Traditional logs do not help. A completion log that shows the full response does not show the retrieval results that shaped it, the prompt that framed the question, or the intermediate reasoning steps.

Store the full context for each decision:

python

async def log_ai_decision(decision: AIDecision):
    structured = {
        "event": "ai_decision",
        "decision_id": decision.id,
        "feature": decision.feature,
        "input_hash": hash(decision.input),  # For debugging without storing PII
        "retrieval_results": [
            {"doc_id": r.id, "score": r.score, "text_hash": hash(r.text[:200])}
            for r in decision.retrieval_results
        ],
        "prompt_template": decision.prompt_template,
        "model": decision.model,
        "output_hash": hash(decision.output),
        "latency_ms": decision.latency_ms,
        "eval_score": decision.eval_score,  # If evaluated
        "user_feedback": decision.user_feedback,  # If provided
    }
    await event_logger.log(structured)

With this in place, you can reconstruct any decision in production. You can answer "why did the model say X?" by looking at the retrieval results, the prompt, and the model that was used.

User Feedback Loops

The most underused signal in AI systems is user feedback. When a user corrects an AI output, edits a generated summary, or rates an answer as helpful, that is an explicit evaluation data point.

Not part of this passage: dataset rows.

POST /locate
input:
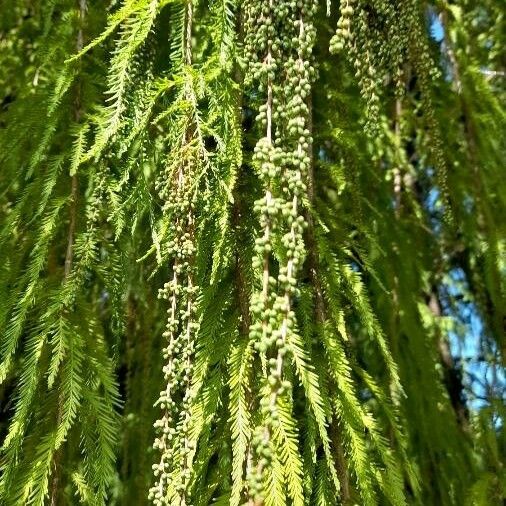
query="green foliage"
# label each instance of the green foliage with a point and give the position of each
(261, 235)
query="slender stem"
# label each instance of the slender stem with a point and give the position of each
(69, 255)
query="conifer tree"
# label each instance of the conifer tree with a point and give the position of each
(252, 253)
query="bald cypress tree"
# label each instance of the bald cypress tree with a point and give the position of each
(252, 253)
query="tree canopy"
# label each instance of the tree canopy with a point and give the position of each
(252, 253)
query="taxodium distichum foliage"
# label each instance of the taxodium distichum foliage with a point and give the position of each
(252, 253)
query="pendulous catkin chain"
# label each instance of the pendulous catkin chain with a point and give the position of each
(280, 56)
(173, 472)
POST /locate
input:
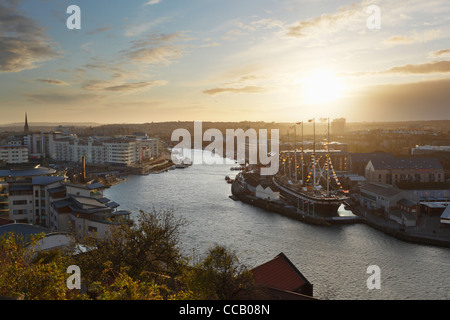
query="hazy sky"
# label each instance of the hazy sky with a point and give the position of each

Capture it, store it, and use it to improve the system.

python

@dataclass
class UserFeedback:
    decision_id: str
    signal: Literal["correct", "incorrect", "edited", "dismissed"]
    correction: str | None   # If the user edited the output
    feedback_text: str | None
    timestamp: datetime
 
async def capture_feedback(decision_id: str, signal: str, correction: str = None):
    feedback = UserFeedback(
        decision_id=decision_id,
        signal=signal,
        correction=correction,
        timestamp=datetime.now()
    )
    await feedback_store.insert(feedback)
 
    # Trigger re-evaluation of the case
    await trigger_reEval(decision_id)

Use corrective feedback to expand your test cases. Every user correction is a real-world failure mode that your test suite did not cover. Add it.

The Alert Inventory

For a production AI system, you need alerts for:

Cost anomalies:

Daily AI spend exceeds threshold (unexpected spike from prompt injection or loop)
Token usage per user session exceeds normal range

Quality anomalies:

Evaluation pass rate drops below threshold
Parse failure rate increases (model producing unexpected formats)
Error rate by tool exceeds baseline

Latency anomalies:

P95 latency exceeds threshold
Latency distribution shifts (model provider changed behavior)

Feedback anomalies:

User correction rate increases
Thumbs-down rate on specific features spikes

Each alert needs an owner and a runbook. When the alert fires, someone should know what to do.

Building the Stack

The components needed for AI observability are:

Trace instrumentation in your LLM calling code — capture every call with context
Metrics aggregation — compute cost, latency, error rates continuously
Eval pipeline — run evaluation on sampled production outputs
Feedback capture — collect explicit user corrections at the point of action
Dashboard — visualize cost, quality, latency, and feedback signals
Alerting — notify on anomalies with runbooks attached

None of this is novel infrastructure. It is standard observability practices adapted for the specific failure modes of AI systems.

The investment pays off in debuggability. When a user reports a wrong answer, you can reconstruct exactly what happened: what was retrieved, what prompt was used, what model generated the answer, and what similar cases look like. Without this, you are guessing.